That couldn’t have panned out much better really.
A glut of goals, five different goalscorers, a first for Alex Oxlade-Chamberlain, a clean sheet, a standout performance from James Milner, a bit of a masterclass in forward play from Roberto Firmino, Philippe Coutinho and Mohamed Salah.
Then throw on top of that Sevilla’s capitulation in Moscow, a venue where we kicked ourselves for not winning.
Here are five thoughts from Liverpool’s long-awaited thrashing of Maribor in the Champions League.
The Pendulum Swings
From no win after the first two group games to top spot in the blink of an eye. Win the home games against Maribor and Spartak, and that should be enough to take us into the knockout stages.
It’s quite a change-around from the concerns of failing to win either of our first two games.
The story going into this one was all about our profligacy in front of goal, and the lack of confidence in Loris Karius.

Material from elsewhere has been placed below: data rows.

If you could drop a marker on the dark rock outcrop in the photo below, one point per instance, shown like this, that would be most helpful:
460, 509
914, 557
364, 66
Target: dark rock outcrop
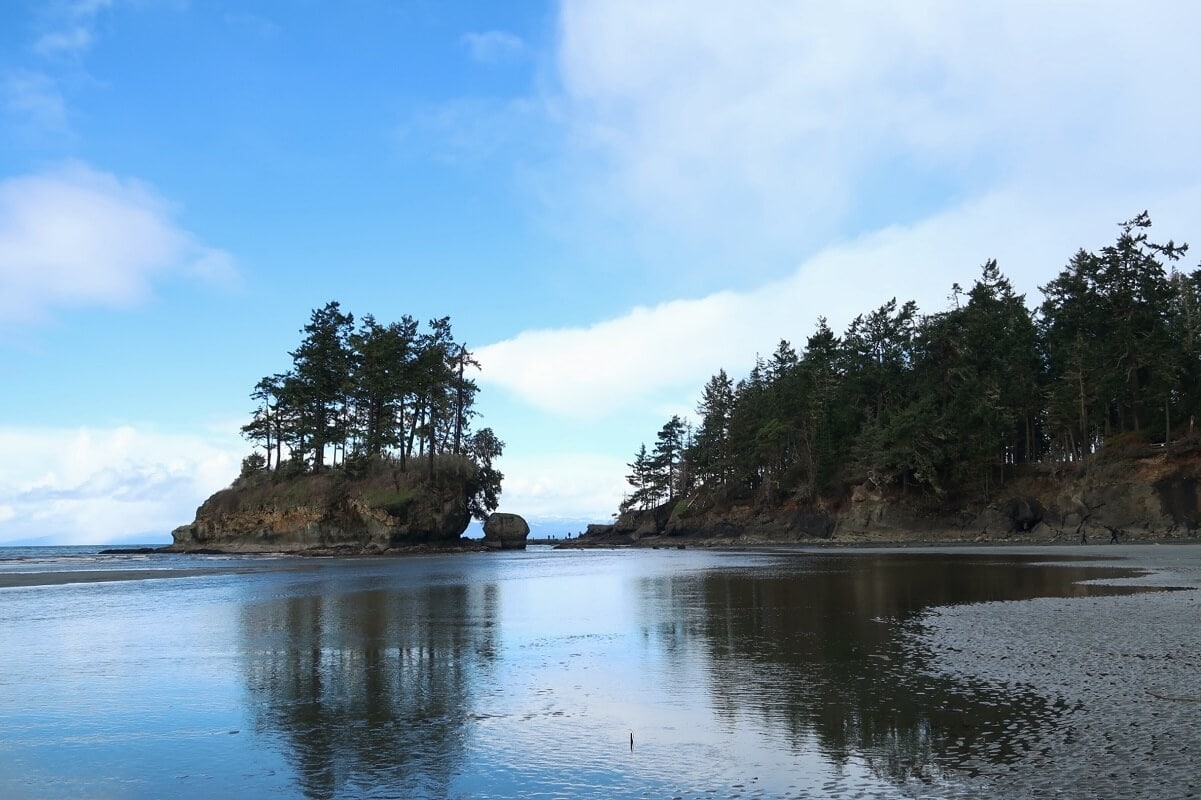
506, 532
372, 513
1153, 496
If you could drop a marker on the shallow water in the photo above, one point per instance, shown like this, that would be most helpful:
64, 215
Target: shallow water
524, 674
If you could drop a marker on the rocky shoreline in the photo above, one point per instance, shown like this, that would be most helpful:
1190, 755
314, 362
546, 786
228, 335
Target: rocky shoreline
1154, 495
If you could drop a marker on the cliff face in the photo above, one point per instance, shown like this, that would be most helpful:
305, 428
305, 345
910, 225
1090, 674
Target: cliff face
370, 513
1155, 495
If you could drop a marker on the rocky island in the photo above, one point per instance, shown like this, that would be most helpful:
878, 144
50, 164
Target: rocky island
389, 407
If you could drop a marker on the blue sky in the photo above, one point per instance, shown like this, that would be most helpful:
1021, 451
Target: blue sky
611, 200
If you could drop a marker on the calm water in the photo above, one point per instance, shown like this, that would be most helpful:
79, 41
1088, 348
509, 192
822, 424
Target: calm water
499, 675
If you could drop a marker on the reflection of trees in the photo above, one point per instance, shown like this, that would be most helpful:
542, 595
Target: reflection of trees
369, 688
813, 650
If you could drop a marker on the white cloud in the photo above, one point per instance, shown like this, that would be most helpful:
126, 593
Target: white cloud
93, 485
76, 237
77, 39
548, 485
663, 354
71, 28
494, 46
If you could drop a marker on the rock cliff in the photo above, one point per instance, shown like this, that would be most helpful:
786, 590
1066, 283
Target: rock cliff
378, 509
1152, 495
506, 532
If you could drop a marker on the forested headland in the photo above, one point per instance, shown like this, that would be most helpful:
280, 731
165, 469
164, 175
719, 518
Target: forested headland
946, 410
365, 441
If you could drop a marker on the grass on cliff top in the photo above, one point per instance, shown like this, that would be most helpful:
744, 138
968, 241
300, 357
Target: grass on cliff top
378, 482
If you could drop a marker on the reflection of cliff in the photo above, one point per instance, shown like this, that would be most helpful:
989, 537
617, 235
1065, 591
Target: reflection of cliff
814, 651
370, 688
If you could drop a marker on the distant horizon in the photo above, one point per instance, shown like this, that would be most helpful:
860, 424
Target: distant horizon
611, 201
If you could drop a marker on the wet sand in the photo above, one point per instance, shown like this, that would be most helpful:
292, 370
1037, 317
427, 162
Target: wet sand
1123, 674
9, 580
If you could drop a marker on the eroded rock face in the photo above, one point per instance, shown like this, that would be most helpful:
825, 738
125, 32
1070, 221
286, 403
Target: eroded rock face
314, 513
506, 531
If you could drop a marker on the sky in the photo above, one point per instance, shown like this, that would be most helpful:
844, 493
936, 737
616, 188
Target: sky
610, 198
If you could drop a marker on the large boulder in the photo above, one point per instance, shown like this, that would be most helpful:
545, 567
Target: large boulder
506, 531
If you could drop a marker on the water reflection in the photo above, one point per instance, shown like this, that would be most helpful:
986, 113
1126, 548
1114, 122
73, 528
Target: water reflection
370, 690
523, 675
813, 650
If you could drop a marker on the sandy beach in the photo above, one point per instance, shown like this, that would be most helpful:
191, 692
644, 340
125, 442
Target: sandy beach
1124, 672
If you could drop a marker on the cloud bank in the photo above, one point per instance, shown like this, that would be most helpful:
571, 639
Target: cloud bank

While Karius had little to do, and obviously has much to prove, it’s refreshing that he isn’t central to conversations about a Champions League evening for once.
Three games to go, two of them at home.
If we can overcome Maribor once again, at Anfield, in a fortnight’s time, and Sevilla bite back against Spartak, then we’ll be going to Spain with the sort of advantage that looked highly unlikely when we rolled away from Moscow with only one point to show for all our unrewarded endeavour.
Milner was reassuringly excellent. You kind of forget how he can be reassuringly excellent.
He has largely remained redundant so far this season. A year as a makeshift left-back, and the concept of Coutinho playing a deeper role when Sadio Mane is fit and able, had left him a bit of a non-option in midfield, up until now.
I tend to be in the pro-Jordan Henderson camp. That’s always been the case, and I believe he will eventually reclaim his all-too-missing mojo.
There’s nothing quite like a Liverpool player rising, phoenix-like, from the scrapheap. Milner could be classed as having done so in Maribor.
Henderson will do likewise at some point. The trick here is not to fall for the idea that you must side with one player or another. It would, instead, be very pleasing to have a resurgent Milner and an in-form Henderson before too long.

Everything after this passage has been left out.